ABD, soruşturmayı yapanları teşhir etmeyi, onların Türkiye içindeki prestijini daha da düşürmeyi göze alarak vakaya bizzat el attı.
ABD, Türkiye üzerinde neden bu kadar duruyor? Eski büyükelçilerden Şükrü Elekdağ`ın hayatımda ilk kez ABD ve Avrupa`nın böyle ortak bir saldırıya geçtiğini görüyorum diyeceği kadar ABD`yi hırçınlaştıran nedir?
ABD`yi hırçınlaştıran, son 40 yılda İslam alemi ile ilgili yaptığı bütün projelerin akamete uğramasıdır.
ABD, Sovyetler Birliğinin çekildiği İslam coğrafyasını tahakkümü altına alamadı; ne Kafkasya`da ne Orta Asya`da tatmin olacağı bir sahayı ele geçirdi. Genellikle etkisiz görüldüğü Orta ve Doğu Asya için önemli noktalardan, Sovyetlerin terk ettiği Afganistan kalesine, bütün oyunlarına ve katliamlarına rağmen ağız tadıyla yerleşemedi. Afganistan konusundaki hırsı, onu Pakistan`ı da kaybetmekle yüz yüze bıraktı.

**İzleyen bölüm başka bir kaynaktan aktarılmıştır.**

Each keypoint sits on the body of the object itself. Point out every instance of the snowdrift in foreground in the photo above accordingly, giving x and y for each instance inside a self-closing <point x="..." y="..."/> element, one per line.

Körfez`deki sorunları İslam alemi üzerindeki tahakkümünü artırmak için kullanmak isteyen ABD, zaten tahakkümü altında olan Suudi Arabistan ve çevresindeki emirliklerden daha fazla menfaat sağladıysa da büyük hedeflerinin uzağında kaldı. Hatta kimi uzmanlara göre Körfez Savaşı`nda ABD`nin kazandıkları, kaybettiklerini dahi karşılamadı.
ABD, Körfez Savaşı sonrasında İslam alemini demokrasi ve insan hakları vaadiyle ele geçirmeye çalıştı ama Körfez Savaşı`ndaki katliamlarından sonraki bu tatlı vaatleri bile iş görmedi.
İslam aleminde daha önce sandıktan uzak duran hareketler yeni zeminde sandık başına giderken ABD`nin yüreğine su serpecek tercihler yapmadı.
“Arap Baharı” denen gösterileri lehine çevirmeye çalışan ABD, ekonomisi artık geçmişin kadim Mısır`ının aksine kendisine dahi yetmeyen Mısır`ı bir darbe ile elde ettiyse de İslam âleminin genelinde nefretin hedefi oldu, önceki dönemde insan hakları vaatlerine kanarak ABD`ye sempati duyanlar da ABD`nin Mısır konusundaki tutumundan ve diğer hususlarla ilgili yaklaşımından dolayı ona lanet okumaya başladı.
ABD, AK Parti iktidarının ilk yıllarında 28 Şubat`ı unutturmaya çalışarak Türkiye`de İslamî talepleri olanların hamisi görünmeye çalıştıysa da Türkiye`de İslamî talepleri olanlar, ABD`yi sevmedi, ABD`nin Irak, Mısır, Suriye siyasetini desteklemedi.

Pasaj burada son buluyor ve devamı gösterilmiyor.